The attractive yields were not sufficient to overcome project concerns for some, especially given the recent explosion of a fertilizer plant in Texas. “This bond may be a mistake in the future but some people who bought in might be saying that because it’s so big and liquid they can trade out of it before any problems come up,” said one investor who asked not to be named.

Ahead of the pricing, the finance team released two supplements to the offering statement – one a few days before the pricing aimed at quelling investor questions over safety issues following the Texas explosion. The other came just ahead of the pricing giving bondholders more rights and expanding disclosure requirements. Market participants said the changes were likely driven by several lead buyers.
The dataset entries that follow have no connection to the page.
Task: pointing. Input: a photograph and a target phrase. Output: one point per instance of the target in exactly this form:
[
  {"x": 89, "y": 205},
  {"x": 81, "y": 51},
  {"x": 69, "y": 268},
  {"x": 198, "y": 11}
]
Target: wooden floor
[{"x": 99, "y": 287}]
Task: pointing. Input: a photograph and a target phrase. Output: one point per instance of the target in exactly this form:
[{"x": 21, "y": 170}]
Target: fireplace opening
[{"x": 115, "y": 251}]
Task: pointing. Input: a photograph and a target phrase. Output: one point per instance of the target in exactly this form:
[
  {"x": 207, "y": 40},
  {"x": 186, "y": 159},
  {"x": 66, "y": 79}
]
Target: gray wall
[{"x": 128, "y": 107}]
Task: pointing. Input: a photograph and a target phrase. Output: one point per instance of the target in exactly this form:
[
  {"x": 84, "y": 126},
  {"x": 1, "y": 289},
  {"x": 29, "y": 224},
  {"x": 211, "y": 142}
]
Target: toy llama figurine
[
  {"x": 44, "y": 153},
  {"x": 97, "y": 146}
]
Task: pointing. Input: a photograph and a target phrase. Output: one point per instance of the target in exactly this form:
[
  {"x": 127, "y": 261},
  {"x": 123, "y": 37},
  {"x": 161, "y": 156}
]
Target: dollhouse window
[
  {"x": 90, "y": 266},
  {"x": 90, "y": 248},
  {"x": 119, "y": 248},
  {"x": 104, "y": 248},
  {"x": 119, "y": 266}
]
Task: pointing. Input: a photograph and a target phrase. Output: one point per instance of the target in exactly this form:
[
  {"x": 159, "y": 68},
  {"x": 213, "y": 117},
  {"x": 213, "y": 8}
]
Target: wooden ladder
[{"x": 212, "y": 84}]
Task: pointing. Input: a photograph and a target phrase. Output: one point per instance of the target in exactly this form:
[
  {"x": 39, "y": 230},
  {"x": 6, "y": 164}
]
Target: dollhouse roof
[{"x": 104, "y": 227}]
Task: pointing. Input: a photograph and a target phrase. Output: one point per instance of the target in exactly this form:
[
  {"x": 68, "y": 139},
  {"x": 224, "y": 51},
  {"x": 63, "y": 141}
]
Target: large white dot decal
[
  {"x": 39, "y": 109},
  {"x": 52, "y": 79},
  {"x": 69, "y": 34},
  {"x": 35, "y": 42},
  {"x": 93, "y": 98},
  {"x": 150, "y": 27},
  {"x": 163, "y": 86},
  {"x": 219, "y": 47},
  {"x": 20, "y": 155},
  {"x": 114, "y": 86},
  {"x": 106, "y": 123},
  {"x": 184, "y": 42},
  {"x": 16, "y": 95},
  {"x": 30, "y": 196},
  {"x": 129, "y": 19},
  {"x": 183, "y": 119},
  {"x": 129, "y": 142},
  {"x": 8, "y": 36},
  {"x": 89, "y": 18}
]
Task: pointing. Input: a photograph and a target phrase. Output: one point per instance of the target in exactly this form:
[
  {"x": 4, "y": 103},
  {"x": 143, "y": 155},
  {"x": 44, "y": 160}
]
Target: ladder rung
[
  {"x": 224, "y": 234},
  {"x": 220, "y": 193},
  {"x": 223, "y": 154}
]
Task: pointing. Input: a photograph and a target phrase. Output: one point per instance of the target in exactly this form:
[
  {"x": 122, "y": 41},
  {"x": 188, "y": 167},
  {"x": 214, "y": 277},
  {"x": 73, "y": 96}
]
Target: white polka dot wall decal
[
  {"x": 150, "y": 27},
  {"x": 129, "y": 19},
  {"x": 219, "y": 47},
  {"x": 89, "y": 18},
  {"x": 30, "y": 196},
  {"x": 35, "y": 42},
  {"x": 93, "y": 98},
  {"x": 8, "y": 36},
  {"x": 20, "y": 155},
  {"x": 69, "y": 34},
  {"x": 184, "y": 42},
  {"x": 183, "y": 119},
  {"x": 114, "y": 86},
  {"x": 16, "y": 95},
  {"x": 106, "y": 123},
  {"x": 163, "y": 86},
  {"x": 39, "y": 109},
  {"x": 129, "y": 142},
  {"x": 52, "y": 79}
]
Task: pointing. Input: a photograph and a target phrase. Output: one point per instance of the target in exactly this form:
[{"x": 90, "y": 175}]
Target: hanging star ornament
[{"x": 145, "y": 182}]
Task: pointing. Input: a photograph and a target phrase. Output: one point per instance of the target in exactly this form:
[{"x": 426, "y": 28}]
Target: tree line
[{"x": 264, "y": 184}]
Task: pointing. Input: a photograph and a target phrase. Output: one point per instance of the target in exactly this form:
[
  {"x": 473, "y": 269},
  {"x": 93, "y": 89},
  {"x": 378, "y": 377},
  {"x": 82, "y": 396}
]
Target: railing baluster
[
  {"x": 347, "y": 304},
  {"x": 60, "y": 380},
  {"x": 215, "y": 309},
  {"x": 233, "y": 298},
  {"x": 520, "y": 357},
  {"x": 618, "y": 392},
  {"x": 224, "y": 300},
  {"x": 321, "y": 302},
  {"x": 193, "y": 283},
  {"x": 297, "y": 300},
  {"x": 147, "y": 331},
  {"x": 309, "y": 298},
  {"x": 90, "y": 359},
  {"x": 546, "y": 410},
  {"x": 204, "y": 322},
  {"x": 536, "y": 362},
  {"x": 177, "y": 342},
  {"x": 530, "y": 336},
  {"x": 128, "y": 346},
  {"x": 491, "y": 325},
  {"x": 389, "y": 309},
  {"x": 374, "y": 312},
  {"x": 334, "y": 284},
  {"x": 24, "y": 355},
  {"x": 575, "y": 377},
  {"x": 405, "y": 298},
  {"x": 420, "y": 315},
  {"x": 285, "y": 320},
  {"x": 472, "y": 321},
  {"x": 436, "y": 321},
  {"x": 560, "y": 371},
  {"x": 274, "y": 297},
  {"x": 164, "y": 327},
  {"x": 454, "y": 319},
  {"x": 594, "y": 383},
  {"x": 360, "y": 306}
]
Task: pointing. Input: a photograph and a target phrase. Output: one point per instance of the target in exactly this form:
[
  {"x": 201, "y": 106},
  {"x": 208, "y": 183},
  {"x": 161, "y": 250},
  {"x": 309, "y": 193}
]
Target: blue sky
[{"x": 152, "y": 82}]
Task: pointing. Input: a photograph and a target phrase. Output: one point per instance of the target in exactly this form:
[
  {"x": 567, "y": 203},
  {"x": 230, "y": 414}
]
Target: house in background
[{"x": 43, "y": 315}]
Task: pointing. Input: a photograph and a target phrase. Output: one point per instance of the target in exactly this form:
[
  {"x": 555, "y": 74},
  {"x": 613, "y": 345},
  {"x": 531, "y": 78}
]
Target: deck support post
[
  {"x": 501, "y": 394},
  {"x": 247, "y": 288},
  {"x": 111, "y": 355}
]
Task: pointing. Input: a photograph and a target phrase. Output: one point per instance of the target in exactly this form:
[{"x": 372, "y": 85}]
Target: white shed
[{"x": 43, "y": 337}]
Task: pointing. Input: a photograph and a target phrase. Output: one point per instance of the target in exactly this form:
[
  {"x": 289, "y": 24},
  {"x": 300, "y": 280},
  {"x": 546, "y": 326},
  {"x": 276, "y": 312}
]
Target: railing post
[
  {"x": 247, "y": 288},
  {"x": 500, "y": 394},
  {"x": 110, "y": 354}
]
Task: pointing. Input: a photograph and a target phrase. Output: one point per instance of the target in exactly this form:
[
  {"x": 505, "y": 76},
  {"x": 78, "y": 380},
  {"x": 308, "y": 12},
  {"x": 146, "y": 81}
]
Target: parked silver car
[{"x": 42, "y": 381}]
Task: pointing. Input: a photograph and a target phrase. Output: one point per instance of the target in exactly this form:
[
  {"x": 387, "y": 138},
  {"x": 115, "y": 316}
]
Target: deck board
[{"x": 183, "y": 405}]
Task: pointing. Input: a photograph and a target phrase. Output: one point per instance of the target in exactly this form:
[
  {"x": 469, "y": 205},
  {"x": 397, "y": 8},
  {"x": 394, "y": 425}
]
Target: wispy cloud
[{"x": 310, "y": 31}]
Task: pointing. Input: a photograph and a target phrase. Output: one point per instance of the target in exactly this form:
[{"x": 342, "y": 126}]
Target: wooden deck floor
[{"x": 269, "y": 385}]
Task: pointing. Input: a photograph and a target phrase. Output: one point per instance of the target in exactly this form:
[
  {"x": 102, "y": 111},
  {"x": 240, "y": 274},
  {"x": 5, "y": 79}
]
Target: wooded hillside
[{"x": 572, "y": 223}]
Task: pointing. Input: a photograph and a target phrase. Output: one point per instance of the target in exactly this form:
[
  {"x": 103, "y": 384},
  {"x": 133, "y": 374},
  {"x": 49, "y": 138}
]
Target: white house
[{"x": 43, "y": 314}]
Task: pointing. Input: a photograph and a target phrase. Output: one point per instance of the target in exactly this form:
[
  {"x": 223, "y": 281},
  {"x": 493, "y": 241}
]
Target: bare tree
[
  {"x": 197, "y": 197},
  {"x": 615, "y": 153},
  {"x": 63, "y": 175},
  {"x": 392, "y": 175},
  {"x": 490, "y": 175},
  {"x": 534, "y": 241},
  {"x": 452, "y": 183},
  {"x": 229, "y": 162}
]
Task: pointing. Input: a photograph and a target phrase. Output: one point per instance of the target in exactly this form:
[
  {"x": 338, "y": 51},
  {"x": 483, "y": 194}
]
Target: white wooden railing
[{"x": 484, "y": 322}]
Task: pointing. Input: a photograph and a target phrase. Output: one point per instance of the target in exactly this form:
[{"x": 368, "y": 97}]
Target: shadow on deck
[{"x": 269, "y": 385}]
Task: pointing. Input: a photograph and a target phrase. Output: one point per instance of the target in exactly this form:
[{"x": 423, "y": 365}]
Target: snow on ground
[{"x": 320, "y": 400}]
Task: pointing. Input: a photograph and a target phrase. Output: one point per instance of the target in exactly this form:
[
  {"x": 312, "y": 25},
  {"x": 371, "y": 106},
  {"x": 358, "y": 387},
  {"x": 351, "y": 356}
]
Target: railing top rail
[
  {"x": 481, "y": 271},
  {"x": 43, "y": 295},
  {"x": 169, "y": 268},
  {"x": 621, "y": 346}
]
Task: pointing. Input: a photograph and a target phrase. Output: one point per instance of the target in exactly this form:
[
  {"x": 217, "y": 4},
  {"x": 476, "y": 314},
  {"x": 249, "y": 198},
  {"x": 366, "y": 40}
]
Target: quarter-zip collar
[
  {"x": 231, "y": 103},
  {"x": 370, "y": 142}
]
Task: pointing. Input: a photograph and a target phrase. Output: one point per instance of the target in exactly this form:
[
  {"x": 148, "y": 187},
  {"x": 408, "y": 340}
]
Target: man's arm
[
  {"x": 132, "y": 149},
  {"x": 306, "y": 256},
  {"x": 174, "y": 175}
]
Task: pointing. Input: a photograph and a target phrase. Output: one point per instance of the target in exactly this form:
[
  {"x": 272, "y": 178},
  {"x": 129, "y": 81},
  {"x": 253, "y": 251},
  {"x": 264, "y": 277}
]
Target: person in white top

The Texas plant explosion killed 14 and injured 200. The supplement noted preliminary reports that attributed the Texas explosion to sodium ammonium nitrate. The Iowa plant won’t produce or sell solid AN but a liquid urea ammonium nitrate which the company described as safer.

The offering statement notes the investment risks, with repayment coming primarily from the sale of products and the company’s limited assets in the event of a default or bankruptcy. The bonds are secured by a first priority security interest in all tangible and intangible assets of the project and a pledge by Iowa Holding LLC.

Reports from Fitch and S&P also spelled out the risks. S&P said the construction phase dominates credit risk due to the large scale and potentially hazardous nature of nitrogen facilities.

The Iowa facility is the first fertilizer plant of its scale to be built in the U.S. in more than 20 years; it’s among several such projects or expansions at some stage of planning, including one in Indiana that will also tap the MDAB program. Interest has been driven in part by lower costs of natural gas, which is needed in the production process, but future pricing volatility poses a risk.

The project will procure its natural gas feedstock through an existing pipeline and has entered into natural gas call swaptions for the first seven years. The project will have up to 2.2 million short tons of flexible capacity to produce ammonia, urea, urea-ammonium nitrate, and diesel exhaust fluid.  Other long term risks include fluctuations in product demand from the agricultural sector and legislative or other industry changes that drive down fertilizer prices.

The second supplement to the offering statement outlined a series additional bondholder rights and protections such as the requirement that an engineer review the company’s maintenance plan should debt service coverage fall below a certain threshold, that any future natural gas hedger must carry at least a BBB rating, and that the company must pass certain financial tests before taking on future senior-lien debt obligations.

The company agreed to an expanded list of disclosure requirements, covering operations, natural gas hedges, and financial information.  A majority of bondholders can reject a replacement engineer and it outlines events that would trigger a financing default.

The company used a short-term redemption structure to get into the market ahead of the Dec. 31 expiration of the MDAB program.  In addition to the bond allocation, the Iowa project received other local and state tax incentives in exchange for the promise of 165 permanent jobs, several thousand construction jobs, and an estimated $740 million in annual savings expected for farmers because of reduced import costs.